Numa publicação privada nas redes sociais, a que a SIC teve acesso, a ex-administradora municipal adianta que apresentou a desfiliação esta quarta feira. Explica que a decisão é tomada depois de um “processo de reflexão profundo tanto a nível político, como pessoal”, mas garante que será “fiel” ao Chega.
Sem referir a polémica em que está envolvida, Mafalda Livermore refere que o seu percurso “teve aspetos muito positivos e outros negativos” que a “prejudicaram em várias vertentes” da sua vida.
Mafalda Livermore, namorada de Bruno Mascarenhas, está envolvida em polémica por arrendar casas sem condições e sem recibo a imigrantes ilegais.
Foi recentemente exonerada do cargo de vogal do Conselho de Administração dos Serviços Sociais da Câmara Municipal de Lisboa (SSCML) – para o qual tinha sido nomeada em dezembro pelo presidente da autarquia, Carlos Moedas – após a reportagem da RTP que revelou que é proprietária de vários imóveis com habitações alegadamente clandestinas para arrendamento a imigrantes.
O caso gerou mal estar dentro do Chega, com Rita Matias a pedir a demissão de Bruno Mascarenhas do cargo de vereador em Lisboa.
Outras polémicas
Nas últimas semanas, as polémicas não param de aumentar dentro do partido.

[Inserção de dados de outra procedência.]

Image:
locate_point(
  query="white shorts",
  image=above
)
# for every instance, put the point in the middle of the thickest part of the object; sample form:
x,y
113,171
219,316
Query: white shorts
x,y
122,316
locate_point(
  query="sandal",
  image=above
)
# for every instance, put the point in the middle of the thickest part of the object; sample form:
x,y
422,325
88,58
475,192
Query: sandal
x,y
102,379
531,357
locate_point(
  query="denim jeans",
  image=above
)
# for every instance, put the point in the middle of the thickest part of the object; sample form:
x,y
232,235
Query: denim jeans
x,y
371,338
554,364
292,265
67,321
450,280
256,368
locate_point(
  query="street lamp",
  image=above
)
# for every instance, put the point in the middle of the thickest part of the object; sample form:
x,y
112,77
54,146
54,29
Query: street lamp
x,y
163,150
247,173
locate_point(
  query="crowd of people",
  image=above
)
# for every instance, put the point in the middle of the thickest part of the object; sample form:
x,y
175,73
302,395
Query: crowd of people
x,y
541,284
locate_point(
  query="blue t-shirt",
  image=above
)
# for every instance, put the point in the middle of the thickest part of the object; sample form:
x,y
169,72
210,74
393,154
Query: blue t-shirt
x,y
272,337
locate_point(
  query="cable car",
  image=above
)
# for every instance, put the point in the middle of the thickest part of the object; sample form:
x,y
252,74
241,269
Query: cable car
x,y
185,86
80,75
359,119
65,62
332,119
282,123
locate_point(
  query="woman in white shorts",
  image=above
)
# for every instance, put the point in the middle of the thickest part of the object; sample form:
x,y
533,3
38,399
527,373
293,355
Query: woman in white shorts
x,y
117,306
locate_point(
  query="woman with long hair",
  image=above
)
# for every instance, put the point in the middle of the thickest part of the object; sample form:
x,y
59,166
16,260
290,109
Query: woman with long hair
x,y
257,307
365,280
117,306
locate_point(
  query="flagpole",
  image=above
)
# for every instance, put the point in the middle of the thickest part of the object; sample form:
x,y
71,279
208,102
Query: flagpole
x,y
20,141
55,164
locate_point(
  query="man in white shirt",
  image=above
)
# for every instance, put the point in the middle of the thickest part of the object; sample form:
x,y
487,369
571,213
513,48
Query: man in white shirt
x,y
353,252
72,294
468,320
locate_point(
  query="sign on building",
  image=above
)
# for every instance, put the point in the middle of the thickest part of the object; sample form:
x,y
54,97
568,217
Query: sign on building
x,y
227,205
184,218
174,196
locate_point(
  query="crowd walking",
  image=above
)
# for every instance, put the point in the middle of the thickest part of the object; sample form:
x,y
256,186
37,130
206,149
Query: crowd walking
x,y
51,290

Em meses, o Chega já perdeu oito vereadores.
Em Portimão, 19 autarcas ameaçam demitir-se da assembleia municipal e assembleia de freguesia. Estão revoltados com a inércia do partido perante dois vereadores que ajudaram a viabilizar o orçamento da câmara de Portimão, liderada pelo PS.
Em São Vicente, na Madeira, o presidente de Câmara eleito pelo Chega está a ser alvo de pedidos de renúncia por parte de dois vereadores eleitos pelo partido.